Ölüm yaklaşırken insanlar çoğu kez,
amma neşeli oluyorlar! Buna
ölümden önce çakan şimşek derlermiş.
Ama ben nasıl şimşek diyebilirim buna?
- Ah sevgilim! Karım benim!
Nefesinin balını emen ölüm
güzelliğine el sürememiş daha;
sen yenilmemişsin güzellik sancağı
daha kıpkızıl dudaklarında, yanaklarında;
solgun ölüm bayrağı çekilmemiş.
-Tybalt, yatıyor musun orada, kanlı kefeninde?

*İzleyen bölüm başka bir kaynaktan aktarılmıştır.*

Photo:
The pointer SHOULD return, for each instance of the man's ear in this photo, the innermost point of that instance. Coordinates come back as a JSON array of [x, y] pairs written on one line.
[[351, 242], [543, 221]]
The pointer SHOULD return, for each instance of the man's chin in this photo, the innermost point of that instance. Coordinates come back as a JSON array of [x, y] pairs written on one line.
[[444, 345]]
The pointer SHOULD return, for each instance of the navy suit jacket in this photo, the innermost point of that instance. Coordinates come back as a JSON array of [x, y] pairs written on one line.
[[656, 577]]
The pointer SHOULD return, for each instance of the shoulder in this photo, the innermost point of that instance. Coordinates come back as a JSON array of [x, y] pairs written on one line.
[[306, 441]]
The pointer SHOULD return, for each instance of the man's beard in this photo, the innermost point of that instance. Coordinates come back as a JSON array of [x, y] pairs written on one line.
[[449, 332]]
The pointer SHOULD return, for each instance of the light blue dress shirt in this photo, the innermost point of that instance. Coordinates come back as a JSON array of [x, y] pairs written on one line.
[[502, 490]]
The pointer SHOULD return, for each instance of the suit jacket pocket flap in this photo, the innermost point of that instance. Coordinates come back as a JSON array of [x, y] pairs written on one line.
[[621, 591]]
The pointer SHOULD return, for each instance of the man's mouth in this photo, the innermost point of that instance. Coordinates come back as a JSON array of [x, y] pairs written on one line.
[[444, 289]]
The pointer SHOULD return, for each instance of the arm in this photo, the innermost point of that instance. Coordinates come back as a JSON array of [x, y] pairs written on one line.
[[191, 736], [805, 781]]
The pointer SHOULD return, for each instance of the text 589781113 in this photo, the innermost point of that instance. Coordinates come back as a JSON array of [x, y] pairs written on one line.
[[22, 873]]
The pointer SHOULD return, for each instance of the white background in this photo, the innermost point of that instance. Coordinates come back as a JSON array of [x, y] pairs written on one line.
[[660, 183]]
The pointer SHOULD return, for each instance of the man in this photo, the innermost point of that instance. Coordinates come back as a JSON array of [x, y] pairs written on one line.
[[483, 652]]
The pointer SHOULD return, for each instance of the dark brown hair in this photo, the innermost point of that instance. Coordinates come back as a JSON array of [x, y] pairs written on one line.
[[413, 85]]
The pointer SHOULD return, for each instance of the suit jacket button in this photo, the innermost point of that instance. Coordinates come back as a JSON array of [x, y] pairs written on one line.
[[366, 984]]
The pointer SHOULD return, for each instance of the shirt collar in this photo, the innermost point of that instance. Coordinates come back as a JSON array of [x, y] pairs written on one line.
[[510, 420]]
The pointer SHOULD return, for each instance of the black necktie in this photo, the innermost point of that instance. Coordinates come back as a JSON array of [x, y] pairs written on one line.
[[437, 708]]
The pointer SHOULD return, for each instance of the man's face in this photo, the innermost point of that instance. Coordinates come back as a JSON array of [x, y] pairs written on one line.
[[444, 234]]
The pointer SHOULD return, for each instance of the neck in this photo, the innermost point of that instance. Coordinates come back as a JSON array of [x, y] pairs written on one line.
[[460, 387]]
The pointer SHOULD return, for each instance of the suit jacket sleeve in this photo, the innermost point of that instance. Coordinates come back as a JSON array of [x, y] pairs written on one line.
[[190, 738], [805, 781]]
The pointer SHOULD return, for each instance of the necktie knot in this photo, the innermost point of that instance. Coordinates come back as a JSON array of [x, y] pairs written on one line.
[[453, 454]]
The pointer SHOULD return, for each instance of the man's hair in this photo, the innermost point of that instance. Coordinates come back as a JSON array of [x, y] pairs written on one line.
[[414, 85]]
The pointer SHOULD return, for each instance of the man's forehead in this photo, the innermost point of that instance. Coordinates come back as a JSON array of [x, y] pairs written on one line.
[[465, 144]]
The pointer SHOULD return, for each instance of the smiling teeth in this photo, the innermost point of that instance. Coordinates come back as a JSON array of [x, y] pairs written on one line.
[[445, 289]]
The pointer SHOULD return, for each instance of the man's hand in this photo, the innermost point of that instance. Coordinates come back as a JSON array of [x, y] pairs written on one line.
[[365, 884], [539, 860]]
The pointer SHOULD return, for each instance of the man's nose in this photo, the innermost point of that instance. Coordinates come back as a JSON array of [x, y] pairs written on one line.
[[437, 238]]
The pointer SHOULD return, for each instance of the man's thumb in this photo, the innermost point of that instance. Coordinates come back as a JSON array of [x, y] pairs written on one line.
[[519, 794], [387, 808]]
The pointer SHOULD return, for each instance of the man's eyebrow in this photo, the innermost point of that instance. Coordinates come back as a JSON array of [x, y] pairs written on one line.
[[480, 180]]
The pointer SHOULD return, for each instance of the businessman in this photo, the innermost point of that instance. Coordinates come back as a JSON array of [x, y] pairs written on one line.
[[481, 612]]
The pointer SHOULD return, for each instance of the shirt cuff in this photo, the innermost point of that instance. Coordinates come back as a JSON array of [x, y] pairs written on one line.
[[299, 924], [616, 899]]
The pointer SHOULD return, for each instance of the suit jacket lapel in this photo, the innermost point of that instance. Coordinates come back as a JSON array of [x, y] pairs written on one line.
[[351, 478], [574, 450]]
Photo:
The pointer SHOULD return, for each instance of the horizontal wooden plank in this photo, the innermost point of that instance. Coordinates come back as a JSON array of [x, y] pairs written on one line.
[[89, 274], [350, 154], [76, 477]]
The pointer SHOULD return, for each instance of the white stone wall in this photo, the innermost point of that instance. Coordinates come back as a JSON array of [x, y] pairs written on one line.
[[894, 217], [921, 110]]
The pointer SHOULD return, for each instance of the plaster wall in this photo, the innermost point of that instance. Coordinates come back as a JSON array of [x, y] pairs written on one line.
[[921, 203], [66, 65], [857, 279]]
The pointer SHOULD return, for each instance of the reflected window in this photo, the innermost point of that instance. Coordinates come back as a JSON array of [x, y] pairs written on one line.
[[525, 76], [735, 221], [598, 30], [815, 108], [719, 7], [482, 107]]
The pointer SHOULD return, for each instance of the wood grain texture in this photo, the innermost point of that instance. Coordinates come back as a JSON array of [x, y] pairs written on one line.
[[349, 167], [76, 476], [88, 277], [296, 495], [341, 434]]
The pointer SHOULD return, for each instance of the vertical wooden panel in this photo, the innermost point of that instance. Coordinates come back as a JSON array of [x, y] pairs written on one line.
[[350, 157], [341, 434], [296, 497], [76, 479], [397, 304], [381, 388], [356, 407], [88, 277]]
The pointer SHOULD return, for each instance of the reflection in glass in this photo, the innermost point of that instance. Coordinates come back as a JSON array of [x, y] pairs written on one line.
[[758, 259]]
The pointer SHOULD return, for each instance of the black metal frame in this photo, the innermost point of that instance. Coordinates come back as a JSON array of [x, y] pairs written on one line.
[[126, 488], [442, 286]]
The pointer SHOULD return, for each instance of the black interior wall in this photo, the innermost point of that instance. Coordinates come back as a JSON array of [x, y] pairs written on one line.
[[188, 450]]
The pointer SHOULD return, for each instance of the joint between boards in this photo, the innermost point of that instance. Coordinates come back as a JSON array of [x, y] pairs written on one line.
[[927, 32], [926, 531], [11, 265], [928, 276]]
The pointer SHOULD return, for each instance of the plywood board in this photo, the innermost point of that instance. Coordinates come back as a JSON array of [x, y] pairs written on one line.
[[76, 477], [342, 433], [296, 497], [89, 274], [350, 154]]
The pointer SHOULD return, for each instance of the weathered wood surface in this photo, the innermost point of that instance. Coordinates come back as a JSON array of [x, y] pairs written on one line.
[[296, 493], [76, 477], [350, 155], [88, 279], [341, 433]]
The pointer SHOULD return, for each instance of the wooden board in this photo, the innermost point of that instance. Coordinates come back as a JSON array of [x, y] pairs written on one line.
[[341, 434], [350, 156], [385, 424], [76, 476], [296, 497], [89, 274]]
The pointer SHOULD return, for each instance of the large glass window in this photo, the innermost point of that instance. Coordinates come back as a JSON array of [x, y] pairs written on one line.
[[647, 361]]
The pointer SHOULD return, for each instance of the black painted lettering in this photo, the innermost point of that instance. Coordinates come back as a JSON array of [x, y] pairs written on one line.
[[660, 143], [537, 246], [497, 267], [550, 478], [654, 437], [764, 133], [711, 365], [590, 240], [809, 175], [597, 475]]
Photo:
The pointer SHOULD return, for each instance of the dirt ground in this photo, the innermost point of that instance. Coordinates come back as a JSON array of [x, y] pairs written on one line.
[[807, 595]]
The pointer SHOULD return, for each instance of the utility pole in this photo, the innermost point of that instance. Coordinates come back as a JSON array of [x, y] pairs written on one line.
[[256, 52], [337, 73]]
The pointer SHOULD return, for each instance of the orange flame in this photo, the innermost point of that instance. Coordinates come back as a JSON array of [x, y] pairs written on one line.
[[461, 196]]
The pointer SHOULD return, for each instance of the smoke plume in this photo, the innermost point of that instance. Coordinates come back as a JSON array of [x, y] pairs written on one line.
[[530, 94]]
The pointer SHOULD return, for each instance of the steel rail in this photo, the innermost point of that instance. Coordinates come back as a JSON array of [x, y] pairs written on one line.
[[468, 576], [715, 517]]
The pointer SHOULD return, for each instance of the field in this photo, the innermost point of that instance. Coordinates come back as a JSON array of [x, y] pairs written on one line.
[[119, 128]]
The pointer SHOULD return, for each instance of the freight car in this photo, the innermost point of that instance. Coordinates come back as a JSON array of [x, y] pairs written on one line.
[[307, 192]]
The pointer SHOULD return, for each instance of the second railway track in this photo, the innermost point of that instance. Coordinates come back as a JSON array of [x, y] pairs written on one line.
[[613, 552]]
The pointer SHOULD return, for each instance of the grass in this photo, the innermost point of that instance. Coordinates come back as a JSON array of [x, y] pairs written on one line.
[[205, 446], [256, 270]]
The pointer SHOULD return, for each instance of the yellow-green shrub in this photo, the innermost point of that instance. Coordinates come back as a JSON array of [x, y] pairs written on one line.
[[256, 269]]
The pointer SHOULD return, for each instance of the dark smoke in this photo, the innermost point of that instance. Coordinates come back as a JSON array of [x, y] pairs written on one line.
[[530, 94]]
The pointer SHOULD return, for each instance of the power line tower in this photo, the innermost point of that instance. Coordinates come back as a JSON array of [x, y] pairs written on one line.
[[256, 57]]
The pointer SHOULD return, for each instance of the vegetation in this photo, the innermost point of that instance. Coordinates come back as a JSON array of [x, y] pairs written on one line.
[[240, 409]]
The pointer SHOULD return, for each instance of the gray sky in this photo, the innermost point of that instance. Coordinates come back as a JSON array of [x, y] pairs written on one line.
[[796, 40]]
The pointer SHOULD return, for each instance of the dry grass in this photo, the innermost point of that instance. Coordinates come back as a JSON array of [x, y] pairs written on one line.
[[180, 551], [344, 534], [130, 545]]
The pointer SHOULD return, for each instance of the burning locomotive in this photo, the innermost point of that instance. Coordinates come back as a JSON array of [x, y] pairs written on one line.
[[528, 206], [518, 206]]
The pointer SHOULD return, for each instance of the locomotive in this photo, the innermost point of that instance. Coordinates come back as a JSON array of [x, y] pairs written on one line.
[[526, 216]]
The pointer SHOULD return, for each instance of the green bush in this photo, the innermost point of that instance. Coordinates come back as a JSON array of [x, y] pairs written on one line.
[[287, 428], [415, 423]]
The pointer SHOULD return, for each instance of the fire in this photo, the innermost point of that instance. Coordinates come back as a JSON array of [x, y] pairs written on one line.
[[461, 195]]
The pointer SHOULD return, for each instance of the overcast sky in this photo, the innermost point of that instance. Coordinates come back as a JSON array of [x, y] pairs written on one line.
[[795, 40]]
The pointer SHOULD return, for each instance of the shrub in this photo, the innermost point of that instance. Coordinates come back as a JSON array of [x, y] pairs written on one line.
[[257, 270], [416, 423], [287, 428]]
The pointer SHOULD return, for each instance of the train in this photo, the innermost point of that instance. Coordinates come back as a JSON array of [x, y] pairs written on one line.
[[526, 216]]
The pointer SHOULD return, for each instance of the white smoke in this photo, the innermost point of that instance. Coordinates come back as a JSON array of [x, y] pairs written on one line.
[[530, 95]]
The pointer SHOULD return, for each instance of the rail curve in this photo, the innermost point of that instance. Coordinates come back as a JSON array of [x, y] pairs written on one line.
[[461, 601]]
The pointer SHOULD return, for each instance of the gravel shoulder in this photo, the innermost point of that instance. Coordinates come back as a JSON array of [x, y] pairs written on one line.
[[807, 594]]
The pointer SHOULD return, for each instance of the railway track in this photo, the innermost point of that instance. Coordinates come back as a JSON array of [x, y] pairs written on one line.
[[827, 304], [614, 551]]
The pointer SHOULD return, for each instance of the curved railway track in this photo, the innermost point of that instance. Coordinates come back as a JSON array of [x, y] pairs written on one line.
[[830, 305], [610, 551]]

Gençliğini bölen bu ellerle
düşmanın gençliğini ikiye biçmekten başka
ne gibi bir iyilikte bulunabilirim sana?
Bağışla beni kuzenim!
Ah sevgili Juliet,
niçin böyle güzelsin hala?Yoksa inanayım mı
o el değmeyen ölümün sana gönül verdiğine,
seni, bu karanlıkta o iğrenç canavarın
sevgilisi olasın diye sakladığına?
Bundan korktuğum için yanında duracağım,
bu karanlık gecenin sarayından
ayrılmayacağım bir daha; burada, burada kalacağım
sana hizmetçilik eden böceklerle birlikte;
ah, burada sonsuzca dinleneceğim,
şu dünyanın yorduğu bedeni
kurtaracağım uğursuz yıldızların boyunduruğundan...
Ey gözler, son kez bakın!
Ey kollar son kez kucaklayın!
Ve siz, ey dudaklar, nefes kapıları,
hakka uygun bir öpüşle mühürleyin
aç gözlü lümle yaptığım bu süresiz anlaşmayı!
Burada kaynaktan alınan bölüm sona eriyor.